If someone asked you to describe yourself with one word, what word would that be?

Persevering.

That’s a great quality for a writer to have. Who are your writing heroes? One you’ve met… And one you haven’t met.

Jerry Jenkins is a writing hero. I not only met him but he also took me under his wing and taught me. There are editing mistakes I see in my first drafts and smile because I hear his voice. I’ve read a lot of Cormac McCarthy stories and have never met him.

Let’s talk about Saving Grayson (Tyndale House, November 2023). Please tell us about it and why you chose to write about memory loss and Alzheimer’s.

In the first scene, Grayson is sitting in his closed garage in his boxer shorts holding a nail gun, and he can’t remember why he’s there. The trouble for Grayson is amplified for his wife and those who love him, and the story tries to capture the tension of how to love someone who is slipping away.

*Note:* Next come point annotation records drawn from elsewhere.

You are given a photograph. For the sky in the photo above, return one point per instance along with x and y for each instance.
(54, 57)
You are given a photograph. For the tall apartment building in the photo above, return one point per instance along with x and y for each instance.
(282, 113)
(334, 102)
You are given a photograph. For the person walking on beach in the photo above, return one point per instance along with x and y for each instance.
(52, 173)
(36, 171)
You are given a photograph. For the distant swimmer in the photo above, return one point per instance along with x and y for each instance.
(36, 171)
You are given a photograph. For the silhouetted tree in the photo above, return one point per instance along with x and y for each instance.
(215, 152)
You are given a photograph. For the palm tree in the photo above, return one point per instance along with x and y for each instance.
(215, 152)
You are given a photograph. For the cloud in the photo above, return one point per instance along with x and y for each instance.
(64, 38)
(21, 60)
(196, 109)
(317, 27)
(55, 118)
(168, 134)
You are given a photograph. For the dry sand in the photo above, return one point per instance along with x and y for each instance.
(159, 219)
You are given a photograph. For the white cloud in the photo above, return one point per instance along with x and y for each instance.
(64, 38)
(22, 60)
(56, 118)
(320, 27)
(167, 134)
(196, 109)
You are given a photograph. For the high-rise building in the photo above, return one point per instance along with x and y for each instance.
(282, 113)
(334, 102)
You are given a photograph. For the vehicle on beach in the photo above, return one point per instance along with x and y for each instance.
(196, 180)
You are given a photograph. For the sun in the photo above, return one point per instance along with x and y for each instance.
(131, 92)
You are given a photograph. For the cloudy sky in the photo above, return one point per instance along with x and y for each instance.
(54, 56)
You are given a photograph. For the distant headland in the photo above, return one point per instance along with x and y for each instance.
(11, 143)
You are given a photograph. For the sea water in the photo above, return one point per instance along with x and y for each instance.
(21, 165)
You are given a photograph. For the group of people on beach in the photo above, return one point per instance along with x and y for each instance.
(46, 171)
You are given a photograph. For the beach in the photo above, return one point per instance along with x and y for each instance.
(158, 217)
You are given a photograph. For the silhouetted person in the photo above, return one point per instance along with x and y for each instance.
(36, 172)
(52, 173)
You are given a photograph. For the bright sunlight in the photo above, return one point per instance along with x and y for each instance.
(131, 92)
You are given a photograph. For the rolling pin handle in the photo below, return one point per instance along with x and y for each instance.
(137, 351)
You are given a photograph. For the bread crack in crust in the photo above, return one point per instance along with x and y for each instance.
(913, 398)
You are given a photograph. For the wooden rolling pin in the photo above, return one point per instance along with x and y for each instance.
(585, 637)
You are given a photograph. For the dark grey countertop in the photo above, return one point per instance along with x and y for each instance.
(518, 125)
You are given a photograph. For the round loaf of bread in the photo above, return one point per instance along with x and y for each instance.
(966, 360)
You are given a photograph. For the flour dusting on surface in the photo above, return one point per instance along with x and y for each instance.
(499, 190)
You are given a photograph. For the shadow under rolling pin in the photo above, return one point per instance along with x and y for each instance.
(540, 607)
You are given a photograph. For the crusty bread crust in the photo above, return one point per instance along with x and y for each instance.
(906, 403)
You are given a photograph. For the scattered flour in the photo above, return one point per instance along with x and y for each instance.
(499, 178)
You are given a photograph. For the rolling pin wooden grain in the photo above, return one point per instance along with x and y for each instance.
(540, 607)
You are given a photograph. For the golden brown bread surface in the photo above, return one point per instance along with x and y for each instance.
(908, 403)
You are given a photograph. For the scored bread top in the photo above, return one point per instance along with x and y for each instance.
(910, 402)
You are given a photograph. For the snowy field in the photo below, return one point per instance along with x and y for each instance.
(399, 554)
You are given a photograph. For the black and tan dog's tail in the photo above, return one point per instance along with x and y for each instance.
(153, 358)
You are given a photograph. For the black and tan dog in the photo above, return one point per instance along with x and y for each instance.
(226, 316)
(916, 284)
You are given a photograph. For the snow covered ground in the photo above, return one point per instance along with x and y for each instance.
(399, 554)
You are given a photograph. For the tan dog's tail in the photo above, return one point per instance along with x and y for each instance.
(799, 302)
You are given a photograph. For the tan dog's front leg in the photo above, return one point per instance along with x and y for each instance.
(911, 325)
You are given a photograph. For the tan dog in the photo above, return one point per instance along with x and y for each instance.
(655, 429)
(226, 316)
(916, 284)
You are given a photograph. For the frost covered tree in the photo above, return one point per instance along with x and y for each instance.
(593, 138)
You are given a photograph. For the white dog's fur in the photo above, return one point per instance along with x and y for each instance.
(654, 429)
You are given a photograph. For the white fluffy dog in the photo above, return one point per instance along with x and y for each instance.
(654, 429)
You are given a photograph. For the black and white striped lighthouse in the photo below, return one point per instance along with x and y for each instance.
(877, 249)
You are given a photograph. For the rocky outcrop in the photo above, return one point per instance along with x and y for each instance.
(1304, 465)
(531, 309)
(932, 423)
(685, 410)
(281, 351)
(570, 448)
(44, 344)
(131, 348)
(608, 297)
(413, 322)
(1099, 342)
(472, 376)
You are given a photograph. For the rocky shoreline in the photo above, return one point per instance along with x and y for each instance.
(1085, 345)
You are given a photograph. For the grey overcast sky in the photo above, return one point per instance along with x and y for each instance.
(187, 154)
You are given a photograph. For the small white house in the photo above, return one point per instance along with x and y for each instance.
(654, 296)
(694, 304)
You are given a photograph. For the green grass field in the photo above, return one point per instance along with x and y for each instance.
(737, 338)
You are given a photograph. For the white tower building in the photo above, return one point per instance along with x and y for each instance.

We are all dealing with this in our families and extended families. But I chose this struggle because the reader is forced to follow Grayson’s search to solve a murder mystery as well as discover the truth about his own life. Grayson is trying to uncover the truth and get it down on the page before he can forget it. I found that a really compelling storyline.

What did you learn from the process of writing it?

I actually did a major rewrite of it after it was finished because it didn’t ring true to me. And in that season, I was face down on the pavement, so to speak, wondering how to make it work. And I realized that I was in the same place as many of my characters who were at the end of their own ability to love or make life work. When you get to that point, it’s really hard, but it’s also good because you’ve tapped into a big emotional aspect of the story you’re trying to flesh out.

What do you hope your readers will take away from it?

I’m hoping someone will see themselves and say, “I realize that I have controlled the pain and struggle so much that I haven’t allowed others to love me well.” And perhaps someone will say the same thing about God—that through this story they see how they’ve kept God at a distance.

Your books encourage and inspire others. What encourages and inspires you?

I’m inspired by audio books that have helped me overcome my inability to read long novels. I finished The Lord of the Rings in 2023 solely because of Andy Serkis. He was amazing. Stories read to me take me back to my childhood and become this inexhaustible pool.

Thanks, Chris! It’s always great to have you at Divine Detour.